In a pandas df, trying to regularize every incidence of the term 'Heb' to "HEB"
In a pandas df, trying to regularize every incidence of the term 'Heb' to "HEB"
using sidetable, I tried this and it worked.
(df['Description'].str.contains('H-E-B', case=False, regex=False), 'HEB'),
but then I tried this and it didn't work.
(df['Description'].str.contains(['HEB', 'H-E-B', 'Heb online' ], case=False, regex=False), 'HEB'),
Error message reads:"AttributeError: 'list' object has no attribute 'upper'"
Would expect Input:
Description | Amount |
---|---|
HEB | 100.00 |
HEB#123 | 100.00 |
HEB online | 100.00 |
H-E-B Gas | 100.00 |
Heb Carwash | 100.00 |
Output:
Description | Amount |
---|---|
HEB | 100.00 |
HEB | 100.00 |
HEB | 100.00 |
HEB | 100.00 |
HEB | 100.00 |
The str.contains()
method expects a string and you are giving it a list of strings instead, that's why you are getting the AttributeError.

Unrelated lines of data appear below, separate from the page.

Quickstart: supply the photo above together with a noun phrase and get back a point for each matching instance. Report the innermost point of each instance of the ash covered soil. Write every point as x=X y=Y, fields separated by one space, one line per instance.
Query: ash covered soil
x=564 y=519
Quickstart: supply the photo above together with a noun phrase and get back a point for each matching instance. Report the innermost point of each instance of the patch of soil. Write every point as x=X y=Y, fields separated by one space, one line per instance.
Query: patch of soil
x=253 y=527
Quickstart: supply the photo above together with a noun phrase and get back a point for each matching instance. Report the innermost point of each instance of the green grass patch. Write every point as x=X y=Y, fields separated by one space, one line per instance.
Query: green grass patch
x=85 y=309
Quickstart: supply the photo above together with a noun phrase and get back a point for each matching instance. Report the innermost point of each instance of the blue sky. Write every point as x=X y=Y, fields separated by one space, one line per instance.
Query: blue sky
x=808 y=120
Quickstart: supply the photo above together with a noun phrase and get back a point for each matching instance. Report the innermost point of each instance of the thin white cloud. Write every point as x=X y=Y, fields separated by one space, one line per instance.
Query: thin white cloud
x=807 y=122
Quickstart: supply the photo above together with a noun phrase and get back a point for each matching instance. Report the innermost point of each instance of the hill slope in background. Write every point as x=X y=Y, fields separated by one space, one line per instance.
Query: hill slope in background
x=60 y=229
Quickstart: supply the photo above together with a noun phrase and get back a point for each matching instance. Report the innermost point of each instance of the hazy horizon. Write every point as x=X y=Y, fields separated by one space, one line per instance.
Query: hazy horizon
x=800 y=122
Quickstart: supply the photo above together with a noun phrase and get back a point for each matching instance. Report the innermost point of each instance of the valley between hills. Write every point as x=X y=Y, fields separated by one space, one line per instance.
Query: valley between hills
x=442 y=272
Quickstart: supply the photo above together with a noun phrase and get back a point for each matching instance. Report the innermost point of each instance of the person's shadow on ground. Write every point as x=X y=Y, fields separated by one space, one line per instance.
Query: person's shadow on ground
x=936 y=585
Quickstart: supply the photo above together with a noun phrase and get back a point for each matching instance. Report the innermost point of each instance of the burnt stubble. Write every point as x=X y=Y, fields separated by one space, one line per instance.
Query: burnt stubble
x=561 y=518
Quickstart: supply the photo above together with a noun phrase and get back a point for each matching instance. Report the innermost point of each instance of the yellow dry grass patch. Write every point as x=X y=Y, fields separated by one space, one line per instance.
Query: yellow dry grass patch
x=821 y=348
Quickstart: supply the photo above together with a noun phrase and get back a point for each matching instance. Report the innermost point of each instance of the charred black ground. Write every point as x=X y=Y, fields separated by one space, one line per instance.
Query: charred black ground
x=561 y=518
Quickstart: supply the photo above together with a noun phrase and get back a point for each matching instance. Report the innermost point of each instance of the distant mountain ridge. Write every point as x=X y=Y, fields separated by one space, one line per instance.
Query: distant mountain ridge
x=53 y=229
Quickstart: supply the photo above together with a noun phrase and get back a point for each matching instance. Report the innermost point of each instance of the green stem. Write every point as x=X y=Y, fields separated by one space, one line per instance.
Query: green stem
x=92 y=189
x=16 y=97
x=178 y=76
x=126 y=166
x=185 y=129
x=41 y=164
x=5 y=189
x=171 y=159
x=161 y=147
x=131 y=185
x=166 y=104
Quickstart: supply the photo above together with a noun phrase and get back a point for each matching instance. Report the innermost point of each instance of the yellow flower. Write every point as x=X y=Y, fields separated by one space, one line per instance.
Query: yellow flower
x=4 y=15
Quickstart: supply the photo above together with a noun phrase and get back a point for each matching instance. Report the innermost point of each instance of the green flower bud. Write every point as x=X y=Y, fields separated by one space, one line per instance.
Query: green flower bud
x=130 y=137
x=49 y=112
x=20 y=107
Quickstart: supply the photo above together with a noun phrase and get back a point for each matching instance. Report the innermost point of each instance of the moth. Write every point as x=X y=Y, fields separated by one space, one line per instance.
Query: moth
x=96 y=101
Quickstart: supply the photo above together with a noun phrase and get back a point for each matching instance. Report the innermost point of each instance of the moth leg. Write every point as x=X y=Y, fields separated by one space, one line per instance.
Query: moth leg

To replace all descriptions that contain some variation of 'Heb'
with 'HEB'
you can create a list that contains all expected variations, then loop over the rows of your dataframe and compare the description with your variations:
import pandas as pd
# Sample DataFrame
data = {'Description': ['HEB', 'HEB#123', 'HEB online', 'H-E-B Gas', 'Heb Carwash'],
'Amount': [100.00, 100.00, 100.00, 100.00, 100.00]}
df = pd.DataFrame(data)
patterns = ['HEB', 'H-E-B', 'Heb' ]
for index, row in df.iterrows():
for pattern in patterns:
if pattern in df.at[index, 'Description']:
df.at[index, 'Description'] = 'HEB'
print(df)